The $50,000 from the Petroleum Research Fund allows Johnson to bring students on a research trip to the Baja California Peninsula in Mexico every year
for the last 15 years. Currently, Johnson and his students are studying the expansion of the Gulf of California (the Sea of Cortez) over the last five
million years.
"By going to places like the Sea of Cortez, you're at the birth of a young ocean and you're actually watching it progress, seeing how it develops,"
said Johnson.
Go back six million years, and the Sea of Cortez looked a lot like Death Valley, which makes it one of the planet's youngest seas. The point of a
topographically low depression where, mixed with the Earth's movements, sea water moved in, creating a body of water that is still changing and
growing.
"If you come back another 50 million years in the future, it's going to look a lot different than it does today," said Johnson.
The gulf may look like a long and narrow sea way now, but it is expanding as the oceans shrink. Being able to observe the shift as it happens gives
scientists the opportunity to understand changes in geology and biology in other areas of the world, and to predict where the earth would naturally be
heading.
"Everything is ongoing," said Johnson. "The Atlantic Ocean is getting a little bit wider every year, although the Pacific Ocean, our biggest ocean, is
getting a little bit smaller every year. People tend to look at the globe and think of it as being in its finished state, but all the continents are
moving a little bit all the time."
One of Johnson's goals is to trace the former shorelines, following how it has changed over the years. Because of the movement of the San Andreas
Fault, some former shorelines that were once right at sea level have been pushed as high as 200 feet above sea level.
"There's more than one shoreline," said Johnson. "As the shape of a gulf changes and as the global level of sea level goes up and down, the shoreline
can change quite a bit."
The dating of the shorelines is accomplished matching sites up with actual fossils that are found. Johnson likens the process to putting together a
jigsaw puzzle, albeit one with some very unusual pieces.

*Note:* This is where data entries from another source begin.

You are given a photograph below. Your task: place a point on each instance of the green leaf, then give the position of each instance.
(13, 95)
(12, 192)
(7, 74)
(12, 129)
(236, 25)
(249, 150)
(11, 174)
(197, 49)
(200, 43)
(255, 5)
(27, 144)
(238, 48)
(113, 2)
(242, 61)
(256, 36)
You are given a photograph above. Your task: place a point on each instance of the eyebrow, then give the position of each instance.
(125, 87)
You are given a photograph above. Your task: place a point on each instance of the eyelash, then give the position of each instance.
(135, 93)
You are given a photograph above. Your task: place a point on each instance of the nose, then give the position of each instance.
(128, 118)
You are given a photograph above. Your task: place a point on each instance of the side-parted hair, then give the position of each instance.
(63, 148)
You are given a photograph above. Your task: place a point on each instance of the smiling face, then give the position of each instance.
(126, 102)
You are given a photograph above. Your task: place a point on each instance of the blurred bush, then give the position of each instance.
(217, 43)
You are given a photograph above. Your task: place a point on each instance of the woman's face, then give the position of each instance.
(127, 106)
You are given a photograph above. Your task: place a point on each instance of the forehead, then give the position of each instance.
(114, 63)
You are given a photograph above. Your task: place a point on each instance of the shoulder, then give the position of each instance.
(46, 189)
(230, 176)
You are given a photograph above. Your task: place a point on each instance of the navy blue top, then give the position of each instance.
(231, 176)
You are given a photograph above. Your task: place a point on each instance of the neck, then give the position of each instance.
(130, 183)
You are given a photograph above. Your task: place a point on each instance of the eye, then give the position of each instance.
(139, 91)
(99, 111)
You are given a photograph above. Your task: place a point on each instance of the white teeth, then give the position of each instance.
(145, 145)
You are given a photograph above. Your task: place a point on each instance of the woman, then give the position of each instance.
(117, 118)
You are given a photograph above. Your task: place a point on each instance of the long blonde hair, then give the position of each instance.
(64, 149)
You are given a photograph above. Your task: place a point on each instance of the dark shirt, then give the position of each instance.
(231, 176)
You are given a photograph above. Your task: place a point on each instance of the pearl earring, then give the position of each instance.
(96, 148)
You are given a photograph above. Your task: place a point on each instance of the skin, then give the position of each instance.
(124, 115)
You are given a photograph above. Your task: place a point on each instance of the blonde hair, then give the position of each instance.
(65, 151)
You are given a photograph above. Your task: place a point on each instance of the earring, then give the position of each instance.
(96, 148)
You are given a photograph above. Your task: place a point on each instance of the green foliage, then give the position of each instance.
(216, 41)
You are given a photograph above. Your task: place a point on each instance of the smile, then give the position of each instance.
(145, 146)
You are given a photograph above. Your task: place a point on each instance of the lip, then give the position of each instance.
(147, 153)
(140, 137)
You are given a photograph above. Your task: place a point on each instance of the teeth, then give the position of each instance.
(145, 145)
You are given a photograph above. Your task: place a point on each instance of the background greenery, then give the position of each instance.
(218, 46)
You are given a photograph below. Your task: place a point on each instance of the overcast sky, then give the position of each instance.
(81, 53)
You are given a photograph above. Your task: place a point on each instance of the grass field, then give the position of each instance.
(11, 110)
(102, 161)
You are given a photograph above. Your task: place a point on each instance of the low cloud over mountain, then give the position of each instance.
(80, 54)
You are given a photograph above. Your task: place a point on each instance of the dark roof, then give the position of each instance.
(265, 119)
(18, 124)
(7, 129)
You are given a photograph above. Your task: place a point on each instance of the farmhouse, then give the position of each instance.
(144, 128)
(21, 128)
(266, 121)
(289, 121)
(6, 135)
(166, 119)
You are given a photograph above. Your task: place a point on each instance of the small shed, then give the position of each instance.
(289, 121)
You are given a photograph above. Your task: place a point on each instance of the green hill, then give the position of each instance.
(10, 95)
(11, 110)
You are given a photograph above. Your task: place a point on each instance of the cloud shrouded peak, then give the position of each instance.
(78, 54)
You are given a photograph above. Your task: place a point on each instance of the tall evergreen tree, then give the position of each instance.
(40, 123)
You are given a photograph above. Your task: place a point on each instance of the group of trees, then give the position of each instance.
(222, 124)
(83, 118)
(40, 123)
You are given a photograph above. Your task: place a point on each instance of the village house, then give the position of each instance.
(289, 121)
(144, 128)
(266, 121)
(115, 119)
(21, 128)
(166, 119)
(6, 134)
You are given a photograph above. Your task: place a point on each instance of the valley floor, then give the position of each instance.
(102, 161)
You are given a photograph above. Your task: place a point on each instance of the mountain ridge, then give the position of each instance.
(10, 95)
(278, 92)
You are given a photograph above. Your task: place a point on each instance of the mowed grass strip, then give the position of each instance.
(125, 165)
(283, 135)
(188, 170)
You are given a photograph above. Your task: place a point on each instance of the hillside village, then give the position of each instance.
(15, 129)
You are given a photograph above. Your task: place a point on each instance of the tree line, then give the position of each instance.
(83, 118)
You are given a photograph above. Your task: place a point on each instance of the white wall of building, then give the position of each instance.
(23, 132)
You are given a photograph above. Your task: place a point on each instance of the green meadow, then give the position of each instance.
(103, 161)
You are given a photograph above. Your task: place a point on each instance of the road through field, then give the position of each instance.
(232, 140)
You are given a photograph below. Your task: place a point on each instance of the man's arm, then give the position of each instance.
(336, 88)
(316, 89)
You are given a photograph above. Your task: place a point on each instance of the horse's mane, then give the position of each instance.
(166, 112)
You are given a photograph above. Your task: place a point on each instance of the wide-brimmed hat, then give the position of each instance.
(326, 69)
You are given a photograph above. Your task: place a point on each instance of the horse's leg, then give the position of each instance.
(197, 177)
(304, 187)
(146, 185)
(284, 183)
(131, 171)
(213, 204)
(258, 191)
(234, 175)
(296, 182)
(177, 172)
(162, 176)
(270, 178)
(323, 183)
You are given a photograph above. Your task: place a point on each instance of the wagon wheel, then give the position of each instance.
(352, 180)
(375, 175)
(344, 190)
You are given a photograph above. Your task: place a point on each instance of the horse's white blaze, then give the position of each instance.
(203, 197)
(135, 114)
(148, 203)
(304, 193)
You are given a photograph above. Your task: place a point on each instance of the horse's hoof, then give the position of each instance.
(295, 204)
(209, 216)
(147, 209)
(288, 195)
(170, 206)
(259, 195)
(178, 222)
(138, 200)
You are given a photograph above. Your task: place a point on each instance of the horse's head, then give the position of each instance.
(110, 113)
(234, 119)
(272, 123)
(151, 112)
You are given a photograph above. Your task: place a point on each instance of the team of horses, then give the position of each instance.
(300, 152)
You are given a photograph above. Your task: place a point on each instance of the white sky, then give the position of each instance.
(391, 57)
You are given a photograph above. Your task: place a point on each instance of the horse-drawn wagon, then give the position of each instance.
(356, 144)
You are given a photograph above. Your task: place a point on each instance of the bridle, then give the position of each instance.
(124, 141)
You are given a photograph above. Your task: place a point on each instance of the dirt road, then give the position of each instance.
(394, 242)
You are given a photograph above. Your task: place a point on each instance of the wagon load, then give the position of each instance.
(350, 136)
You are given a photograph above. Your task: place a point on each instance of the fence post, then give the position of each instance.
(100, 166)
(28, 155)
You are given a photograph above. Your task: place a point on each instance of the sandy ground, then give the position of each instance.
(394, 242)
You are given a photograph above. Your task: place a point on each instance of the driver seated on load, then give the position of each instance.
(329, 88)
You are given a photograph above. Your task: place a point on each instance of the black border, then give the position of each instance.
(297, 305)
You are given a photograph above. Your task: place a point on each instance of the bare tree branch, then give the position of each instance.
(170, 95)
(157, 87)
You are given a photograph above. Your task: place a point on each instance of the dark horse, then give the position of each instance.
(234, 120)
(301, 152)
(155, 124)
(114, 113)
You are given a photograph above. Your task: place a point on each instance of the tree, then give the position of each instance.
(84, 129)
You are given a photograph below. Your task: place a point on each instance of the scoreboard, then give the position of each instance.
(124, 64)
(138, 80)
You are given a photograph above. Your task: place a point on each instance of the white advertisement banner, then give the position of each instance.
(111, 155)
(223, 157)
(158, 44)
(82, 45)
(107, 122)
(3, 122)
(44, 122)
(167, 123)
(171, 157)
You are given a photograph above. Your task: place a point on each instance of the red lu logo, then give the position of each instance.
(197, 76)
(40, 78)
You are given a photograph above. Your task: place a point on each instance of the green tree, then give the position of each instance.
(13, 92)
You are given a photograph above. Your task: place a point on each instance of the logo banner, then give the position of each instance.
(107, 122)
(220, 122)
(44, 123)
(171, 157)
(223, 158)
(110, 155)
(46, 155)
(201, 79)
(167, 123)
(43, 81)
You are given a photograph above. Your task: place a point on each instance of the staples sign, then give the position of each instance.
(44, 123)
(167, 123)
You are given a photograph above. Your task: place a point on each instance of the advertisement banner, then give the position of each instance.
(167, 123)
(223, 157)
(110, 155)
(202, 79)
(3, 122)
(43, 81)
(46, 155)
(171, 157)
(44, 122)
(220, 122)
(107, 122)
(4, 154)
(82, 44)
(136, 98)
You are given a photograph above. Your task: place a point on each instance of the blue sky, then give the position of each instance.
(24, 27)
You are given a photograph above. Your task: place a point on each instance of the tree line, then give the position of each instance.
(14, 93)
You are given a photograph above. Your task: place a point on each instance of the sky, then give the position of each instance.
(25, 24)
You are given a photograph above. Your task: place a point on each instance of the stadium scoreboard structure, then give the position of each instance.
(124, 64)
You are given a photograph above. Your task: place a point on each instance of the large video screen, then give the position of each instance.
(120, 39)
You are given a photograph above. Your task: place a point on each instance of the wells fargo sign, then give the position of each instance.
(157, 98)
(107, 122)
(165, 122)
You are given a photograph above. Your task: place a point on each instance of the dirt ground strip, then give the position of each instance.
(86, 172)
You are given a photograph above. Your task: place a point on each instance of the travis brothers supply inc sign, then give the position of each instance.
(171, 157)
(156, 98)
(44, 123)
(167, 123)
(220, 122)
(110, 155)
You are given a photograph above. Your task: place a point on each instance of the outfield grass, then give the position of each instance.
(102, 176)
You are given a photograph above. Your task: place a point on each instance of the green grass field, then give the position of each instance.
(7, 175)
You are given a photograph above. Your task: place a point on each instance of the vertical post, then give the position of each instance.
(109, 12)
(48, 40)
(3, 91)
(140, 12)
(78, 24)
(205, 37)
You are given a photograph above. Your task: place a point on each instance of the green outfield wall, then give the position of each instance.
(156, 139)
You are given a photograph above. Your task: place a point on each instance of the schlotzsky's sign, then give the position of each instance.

"There are some pretty amazing surprises that do occur," said Johnson. "You might be tracing one of these shorelines and, all of a sudden, you come to
a little lagoon, and it will be a fossil reef."
These reefs were formed from coral reefs that formed in the water and have remained in the same positions they were growing in, preserved thanks to
the geological uplift that has moved the shorelines. These have been found in places on the gulf that suggest that five million years ago, coral reefs
were able to live further north than they can now, which means that ocean water was warmer than it currently is.
"It's now high and dry and the reef is actually still there," said Johnson, "and you can walk right on it and look at it and see what the exact
contact with the shoreline was like."
Johnson takes as many as 10 students to the site every January as part of a winter study period. They spend just short of a month camping out by the
sea and studying the area using topographical maps against which they are trying to scope out a previous shoreline. The idea is to produce maps that
represent the stages of development of the Sea of Cortez by giving students a unique hands on experience far from the text books.
"You're usually in sight of the modern gulf," said Johnson, "but you're looking for these differences between limestone and the volcanic rocks that
actually form some of the basement rocks for the gulf. It's kind of like going south to Florida, except the terrain is a lot more spectacular."
Johnson likens the history of the earth to a huge book, with numerous chapters that not only work together to tell the larger story, but also hold a
fascination of their own. With the Sea of Cortez, Johnson said he is investigating one of the most recent chapters, one that only scratches the
surface of what the book has to offer.
"You're trying to look at the change in geography in the gulf itself," said Johnson, "and of course there are ramifications for how that relates to
the rest of the planet, but you are just looking at that one little corner of the world."